Can I vape to quit smoking in Islam?

Some scholars permit vaping strictly as a temporary smoking cessation tool under the principle of darurah (necessity), where the lesser harm of vaping is accepted to escape the greater harm of tobacco smoking addiction. This is not a general permission to vape but a specific exception for: use under medical guidance, with a defined timeline, with the genuine intention to quit nicotine entirely. The Al-Magrabi Institute explicitly notes this must be "for a limited time only as a course of treatment, and not a fatwa for continued use." Consult your imam for guidance on your specific situation.

Does vaping break Ramadan fast?

Yes — the majority scholarly position is that vaping during fasting hours invalidates the Ramadan fast.
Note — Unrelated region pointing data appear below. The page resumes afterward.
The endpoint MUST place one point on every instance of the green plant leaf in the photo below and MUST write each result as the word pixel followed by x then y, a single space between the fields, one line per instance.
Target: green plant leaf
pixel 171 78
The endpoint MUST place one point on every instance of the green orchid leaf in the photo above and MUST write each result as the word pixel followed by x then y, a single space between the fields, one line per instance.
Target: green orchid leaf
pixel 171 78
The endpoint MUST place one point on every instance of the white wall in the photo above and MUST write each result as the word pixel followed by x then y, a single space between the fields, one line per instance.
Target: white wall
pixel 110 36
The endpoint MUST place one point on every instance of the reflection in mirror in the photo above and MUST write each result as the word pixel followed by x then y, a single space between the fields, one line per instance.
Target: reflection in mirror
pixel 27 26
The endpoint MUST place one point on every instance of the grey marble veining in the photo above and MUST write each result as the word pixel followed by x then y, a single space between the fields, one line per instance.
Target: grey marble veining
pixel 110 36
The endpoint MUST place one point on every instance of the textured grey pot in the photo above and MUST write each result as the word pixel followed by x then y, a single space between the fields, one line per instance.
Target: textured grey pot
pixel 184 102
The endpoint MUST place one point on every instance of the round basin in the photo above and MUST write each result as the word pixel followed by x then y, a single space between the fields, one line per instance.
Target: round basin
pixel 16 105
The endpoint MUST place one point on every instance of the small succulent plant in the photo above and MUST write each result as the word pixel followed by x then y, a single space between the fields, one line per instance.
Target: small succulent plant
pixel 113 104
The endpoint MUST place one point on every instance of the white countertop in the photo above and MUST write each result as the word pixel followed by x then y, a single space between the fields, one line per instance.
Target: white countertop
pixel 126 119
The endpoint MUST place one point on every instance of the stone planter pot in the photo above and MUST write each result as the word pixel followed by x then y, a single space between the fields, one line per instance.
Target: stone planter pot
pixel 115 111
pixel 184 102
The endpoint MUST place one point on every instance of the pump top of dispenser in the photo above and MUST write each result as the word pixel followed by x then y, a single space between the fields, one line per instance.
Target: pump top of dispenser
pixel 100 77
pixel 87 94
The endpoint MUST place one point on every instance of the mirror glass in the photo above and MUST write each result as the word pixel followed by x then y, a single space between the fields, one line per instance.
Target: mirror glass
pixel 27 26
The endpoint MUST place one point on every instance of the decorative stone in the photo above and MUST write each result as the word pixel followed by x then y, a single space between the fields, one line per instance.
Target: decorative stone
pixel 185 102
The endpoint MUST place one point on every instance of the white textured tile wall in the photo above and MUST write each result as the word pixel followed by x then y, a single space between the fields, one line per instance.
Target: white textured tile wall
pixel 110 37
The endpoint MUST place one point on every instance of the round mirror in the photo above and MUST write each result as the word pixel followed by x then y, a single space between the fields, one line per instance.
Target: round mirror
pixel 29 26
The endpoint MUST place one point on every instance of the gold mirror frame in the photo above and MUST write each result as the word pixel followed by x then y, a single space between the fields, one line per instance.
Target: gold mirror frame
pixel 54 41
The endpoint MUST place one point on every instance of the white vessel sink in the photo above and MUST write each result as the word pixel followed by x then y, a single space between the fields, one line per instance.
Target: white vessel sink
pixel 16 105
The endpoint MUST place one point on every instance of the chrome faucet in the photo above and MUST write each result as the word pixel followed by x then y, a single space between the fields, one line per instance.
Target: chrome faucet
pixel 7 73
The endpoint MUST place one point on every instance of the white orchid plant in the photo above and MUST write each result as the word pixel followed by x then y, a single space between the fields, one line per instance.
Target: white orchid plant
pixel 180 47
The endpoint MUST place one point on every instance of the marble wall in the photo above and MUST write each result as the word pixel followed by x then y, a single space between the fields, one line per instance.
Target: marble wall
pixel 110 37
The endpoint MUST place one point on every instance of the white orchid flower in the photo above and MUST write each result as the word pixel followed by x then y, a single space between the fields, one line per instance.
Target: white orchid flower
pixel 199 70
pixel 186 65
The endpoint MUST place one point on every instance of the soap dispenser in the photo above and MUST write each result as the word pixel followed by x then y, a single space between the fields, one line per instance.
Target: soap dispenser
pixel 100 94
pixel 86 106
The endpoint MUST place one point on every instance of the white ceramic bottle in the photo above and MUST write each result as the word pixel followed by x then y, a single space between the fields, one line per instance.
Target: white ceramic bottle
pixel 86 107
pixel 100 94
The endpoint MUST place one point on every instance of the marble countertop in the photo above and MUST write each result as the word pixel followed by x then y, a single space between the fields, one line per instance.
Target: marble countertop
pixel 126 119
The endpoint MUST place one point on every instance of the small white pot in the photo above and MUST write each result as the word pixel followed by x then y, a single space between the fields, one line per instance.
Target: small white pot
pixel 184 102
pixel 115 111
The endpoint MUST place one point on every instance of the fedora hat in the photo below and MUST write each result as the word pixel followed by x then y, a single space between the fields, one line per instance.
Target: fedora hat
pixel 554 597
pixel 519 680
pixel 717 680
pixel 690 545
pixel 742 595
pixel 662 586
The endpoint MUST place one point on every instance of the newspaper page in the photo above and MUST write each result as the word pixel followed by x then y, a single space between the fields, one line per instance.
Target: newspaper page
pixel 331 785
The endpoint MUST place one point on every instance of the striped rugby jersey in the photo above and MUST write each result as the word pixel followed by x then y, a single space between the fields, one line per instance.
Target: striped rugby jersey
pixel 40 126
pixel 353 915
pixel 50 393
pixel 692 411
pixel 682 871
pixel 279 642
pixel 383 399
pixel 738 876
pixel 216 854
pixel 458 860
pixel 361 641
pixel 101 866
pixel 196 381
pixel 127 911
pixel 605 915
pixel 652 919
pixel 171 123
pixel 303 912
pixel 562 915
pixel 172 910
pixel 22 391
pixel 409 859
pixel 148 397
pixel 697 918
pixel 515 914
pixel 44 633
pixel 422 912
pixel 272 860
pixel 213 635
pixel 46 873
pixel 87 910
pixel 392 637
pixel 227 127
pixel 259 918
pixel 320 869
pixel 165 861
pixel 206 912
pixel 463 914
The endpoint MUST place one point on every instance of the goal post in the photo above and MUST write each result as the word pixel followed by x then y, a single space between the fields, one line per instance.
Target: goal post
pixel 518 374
Inhaling vapour into the lungs constitutes a form of consumption that breaks the fast in the same way that smoking does. Muslims who vape should treat it the same as smoking in relation to the fast — stop during fasting hours from Fajr to Maghrib, and resume only after breaking the fast. This position is consistent across the major fatwa councils that have addressed the question.